À medida que o tempo avança, são cada vez mais as ausências. As pessoas que faltam, alguns animais também. Todos esses ausentes que, de uma forma ou de outra, deixaram de estar, de fazer parte.
De todas as ausências, a mais dolorosa, definitiva e misteriosa é a ausência de uma vida. A morte como última fronteira de um irrecuperável.
Quando era miúda, ouvia a minha mãe dizer, muitas vezes, que só não havia remédio para a morte. Era então uma frase vazia, tão longe que parecia estar esse tempo das perdas profundas. Éramos ainda quase todos vivos, tirando os que pareciam ter sido mortos toda uma vida. Aqueles das fotografias que se reclamavam nossos num tempo que não foi o nosso. Esse tempo no qual ainda não existíamos, mas onde a nossa história tinha começado.
Mas era apenas uma questão de tempo até a morte ser também uma coisa que nos subtraía os vivos, os nossos, os que do nosso lado estavam e, um dia, deixam de estar.
Ao princípio é uma dor nebulosa, confusa. Somos ainda cheios de uma eternidade que tem alguma dificuldade em lidar com o fim, em compreendê-lo na sua plenitude.
Somos uma espécie de presente perpétuo, trazemos uma imortalidade de sermos uma pele nova e um coração ainda intacto à dor. Acreditamos ainda que ‘vão-se os anéis e ficam-se os dedos”, como também dizia a minha mãe. Até descobrirmos que as coisas imortais não sentem saudades de nós, nem daqueles que as usaram. Que as casas provavelmente não guardam memórias, que as roupas encontram outros corpos, os sapatos outos passos, os livros ou são esquecidos ou voltam as páginas para outros olhos e outros pensamentos. Até o amor que foi nosso, esquece-se depressa da forma das nossas mãos e do volume do nosso abraço.
A única eternidade só dura o nosso próprio tempo. E as coisas eternas padecem de má memória.
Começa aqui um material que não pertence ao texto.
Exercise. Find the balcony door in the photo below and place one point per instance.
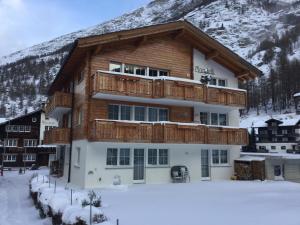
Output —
(138, 165)
(205, 169)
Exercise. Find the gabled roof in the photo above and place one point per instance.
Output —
(179, 29)
(20, 117)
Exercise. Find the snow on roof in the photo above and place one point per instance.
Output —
(250, 158)
(289, 119)
(278, 155)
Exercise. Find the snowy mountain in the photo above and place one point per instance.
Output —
(241, 25)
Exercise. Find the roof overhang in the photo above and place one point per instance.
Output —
(212, 49)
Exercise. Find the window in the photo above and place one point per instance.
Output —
(139, 113)
(112, 157)
(221, 82)
(115, 67)
(163, 157)
(204, 117)
(163, 114)
(125, 112)
(113, 112)
(29, 157)
(153, 73)
(27, 128)
(152, 114)
(11, 142)
(124, 159)
(214, 118)
(213, 81)
(129, 69)
(140, 70)
(152, 156)
(220, 157)
(30, 142)
(78, 156)
(9, 158)
(222, 119)
(80, 77)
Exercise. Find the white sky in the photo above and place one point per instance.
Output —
(24, 23)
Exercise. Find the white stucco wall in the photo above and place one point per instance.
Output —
(219, 70)
(93, 172)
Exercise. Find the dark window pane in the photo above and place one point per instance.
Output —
(113, 112)
(152, 114)
(153, 73)
(152, 156)
(139, 114)
(163, 115)
(125, 112)
(112, 156)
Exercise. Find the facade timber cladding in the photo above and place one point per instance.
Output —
(138, 106)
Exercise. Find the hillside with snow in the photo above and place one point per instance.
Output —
(241, 25)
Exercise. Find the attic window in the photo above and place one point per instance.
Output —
(80, 77)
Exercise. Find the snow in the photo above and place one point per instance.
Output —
(206, 202)
(289, 119)
(249, 158)
(297, 94)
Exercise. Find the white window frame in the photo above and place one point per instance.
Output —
(9, 158)
(158, 164)
(30, 142)
(11, 142)
(219, 157)
(29, 157)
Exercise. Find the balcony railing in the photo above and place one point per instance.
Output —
(146, 132)
(60, 102)
(165, 87)
(57, 136)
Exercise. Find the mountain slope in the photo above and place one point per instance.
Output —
(240, 25)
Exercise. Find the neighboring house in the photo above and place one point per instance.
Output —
(297, 102)
(22, 140)
(279, 136)
(131, 106)
(276, 166)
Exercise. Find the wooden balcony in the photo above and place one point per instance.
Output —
(118, 131)
(106, 84)
(58, 104)
(57, 136)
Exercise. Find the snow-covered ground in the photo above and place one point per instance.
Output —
(16, 208)
(209, 203)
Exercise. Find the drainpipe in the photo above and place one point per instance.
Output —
(71, 130)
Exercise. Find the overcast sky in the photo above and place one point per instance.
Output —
(24, 23)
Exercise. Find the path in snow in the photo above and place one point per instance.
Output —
(16, 207)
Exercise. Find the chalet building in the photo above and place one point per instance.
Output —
(21, 140)
(279, 136)
(297, 102)
(131, 107)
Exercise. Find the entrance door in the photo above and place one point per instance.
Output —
(138, 165)
(205, 173)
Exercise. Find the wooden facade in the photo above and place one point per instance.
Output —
(114, 131)
(123, 85)
(59, 136)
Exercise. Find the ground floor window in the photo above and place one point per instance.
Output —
(115, 157)
(29, 157)
(158, 156)
(220, 157)
(9, 158)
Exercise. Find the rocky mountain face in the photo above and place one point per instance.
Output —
(264, 32)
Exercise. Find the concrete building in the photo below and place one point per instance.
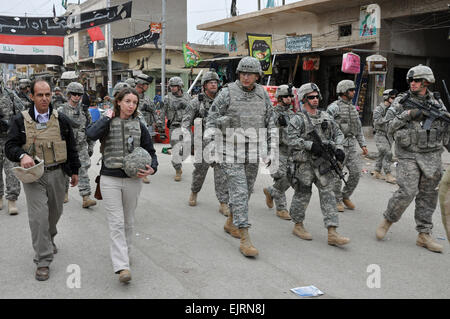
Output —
(407, 32)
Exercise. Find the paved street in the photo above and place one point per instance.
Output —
(183, 252)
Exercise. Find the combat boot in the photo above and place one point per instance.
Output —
(335, 239)
(230, 228)
(269, 199)
(283, 214)
(87, 202)
(178, 175)
(246, 247)
(383, 228)
(301, 232)
(12, 208)
(377, 174)
(425, 240)
(390, 179)
(193, 199)
(224, 209)
(348, 203)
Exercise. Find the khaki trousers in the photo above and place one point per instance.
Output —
(120, 197)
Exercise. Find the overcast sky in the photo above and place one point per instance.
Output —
(198, 12)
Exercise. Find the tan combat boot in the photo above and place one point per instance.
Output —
(87, 202)
(230, 228)
(425, 240)
(390, 179)
(335, 239)
(12, 208)
(283, 214)
(193, 199)
(246, 247)
(224, 209)
(383, 228)
(178, 175)
(348, 203)
(301, 232)
(269, 199)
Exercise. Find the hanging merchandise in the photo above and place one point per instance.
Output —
(311, 63)
(351, 63)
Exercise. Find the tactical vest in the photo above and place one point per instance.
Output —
(175, 109)
(77, 115)
(123, 137)
(347, 119)
(247, 109)
(413, 138)
(44, 139)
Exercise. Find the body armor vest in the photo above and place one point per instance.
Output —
(123, 137)
(44, 139)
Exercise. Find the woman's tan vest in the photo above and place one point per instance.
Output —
(44, 139)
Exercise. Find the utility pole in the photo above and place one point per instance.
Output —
(108, 30)
(163, 50)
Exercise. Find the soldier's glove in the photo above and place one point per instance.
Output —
(340, 155)
(416, 114)
(282, 121)
(316, 150)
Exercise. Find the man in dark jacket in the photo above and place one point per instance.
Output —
(42, 134)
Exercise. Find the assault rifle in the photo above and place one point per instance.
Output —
(328, 152)
(431, 111)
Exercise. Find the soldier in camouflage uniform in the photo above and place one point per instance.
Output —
(10, 105)
(242, 105)
(58, 99)
(383, 143)
(419, 149)
(307, 165)
(199, 110)
(282, 115)
(24, 92)
(176, 102)
(146, 106)
(347, 117)
(79, 118)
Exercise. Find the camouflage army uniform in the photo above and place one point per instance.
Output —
(80, 119)
(174, 108)
(244, 109)
(200, 110)
(382, 141)
(304, 166)
(419, 167)
(8, 110)
(281, 182)
(347, 118)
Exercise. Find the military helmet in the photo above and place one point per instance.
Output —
(306, 89)
(136, 160)
(119, 87)
(144, 79)
(389, 93)
(344, 86)
(249, 64)
(420, 72)
(283, 91)
(131, 82)
(75, 87)
(32, 174)
(176, 81)
(23, 83)
(210, 76)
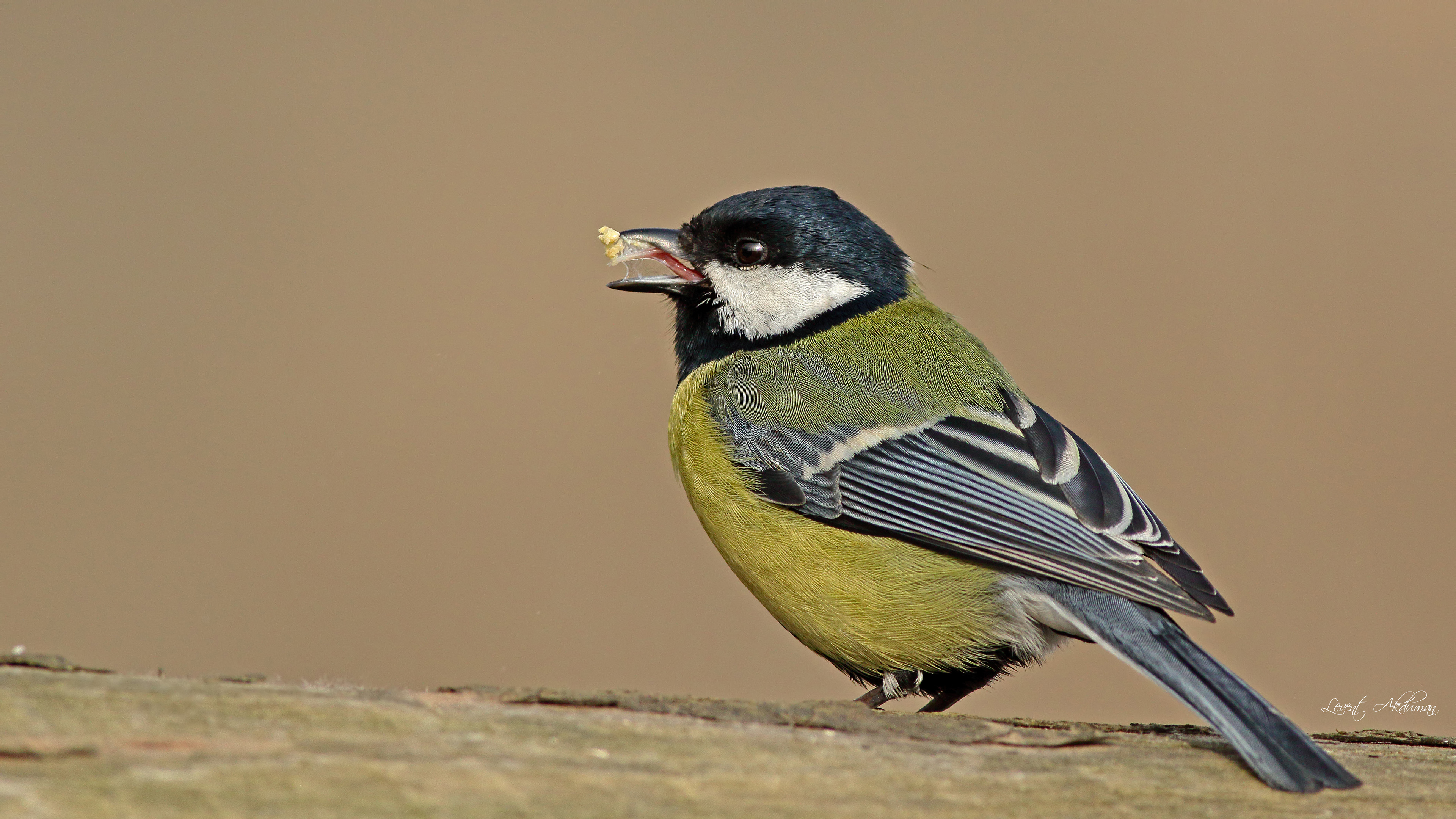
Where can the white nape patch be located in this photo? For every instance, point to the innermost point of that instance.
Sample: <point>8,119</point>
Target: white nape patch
<point>768,301</point>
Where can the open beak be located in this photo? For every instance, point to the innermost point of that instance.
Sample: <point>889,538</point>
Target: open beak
<point>657,244</point>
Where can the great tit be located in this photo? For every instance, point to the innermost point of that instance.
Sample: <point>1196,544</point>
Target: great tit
<point>886,490</point>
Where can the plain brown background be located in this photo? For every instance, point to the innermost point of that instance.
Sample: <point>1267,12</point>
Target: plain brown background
<point>308,368</point>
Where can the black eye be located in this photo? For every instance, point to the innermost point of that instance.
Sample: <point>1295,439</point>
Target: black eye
<point>752,253</point>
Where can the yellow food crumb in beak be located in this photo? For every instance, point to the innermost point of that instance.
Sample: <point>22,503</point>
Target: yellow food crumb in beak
<point>612,241</point>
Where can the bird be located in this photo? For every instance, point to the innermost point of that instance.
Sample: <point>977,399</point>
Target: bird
<point>879,482</point>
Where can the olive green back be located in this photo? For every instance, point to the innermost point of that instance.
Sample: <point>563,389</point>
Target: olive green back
<point>905,363</point>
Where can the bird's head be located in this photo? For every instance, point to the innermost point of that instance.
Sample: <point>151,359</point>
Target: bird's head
<point>765,267</point>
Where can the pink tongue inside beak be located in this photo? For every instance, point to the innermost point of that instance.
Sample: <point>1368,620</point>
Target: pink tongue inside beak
<point>682,270</point>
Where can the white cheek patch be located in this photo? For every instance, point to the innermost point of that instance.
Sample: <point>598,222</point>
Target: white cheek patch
<point>768,301</point>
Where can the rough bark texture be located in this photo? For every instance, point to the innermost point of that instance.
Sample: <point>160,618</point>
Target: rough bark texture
<point>88,745</point>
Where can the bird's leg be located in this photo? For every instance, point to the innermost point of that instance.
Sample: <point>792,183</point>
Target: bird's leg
<point>892,687</point>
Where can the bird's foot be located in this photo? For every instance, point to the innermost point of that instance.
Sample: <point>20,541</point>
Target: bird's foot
<point>892,687</point>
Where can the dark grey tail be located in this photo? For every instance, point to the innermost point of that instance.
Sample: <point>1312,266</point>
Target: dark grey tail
<point>1151,642</point>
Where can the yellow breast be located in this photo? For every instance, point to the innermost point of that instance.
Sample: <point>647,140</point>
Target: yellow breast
<point>873,604</point>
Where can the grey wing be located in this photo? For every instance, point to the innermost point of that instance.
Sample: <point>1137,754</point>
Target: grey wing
<point>1012,489</point>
Leio Eucanaã Ferraz: “Nem é verdade que os anéis se vão/e os dedos ficam. Museus barracas de quinquilharias/antiquários estão abarrotados dos anéis/sem dedos nenhuns – foram-se os dedos\ dedos custam caro – mas não duram muito./ Foram-se as luvas – vazias./Ficou o nome – porta luvas./Os dedos dão adeus/e sobram estes aros/brilhando/sem ninguém e sem remorsos.”
Talvez tivesse gostado de saber este poema quando a minha mãe me repetia e história da eternidade dos dedos. Talvez...
Talvez doesse menos quando descobrisse que eternos eram os anéis. Talvez...
Ou talvez não há outra forma de viver que não seja cada dor a seu tempo. O mesmo acontece, aliás, com a felicidade, da qual também só nós temos memória e tempo.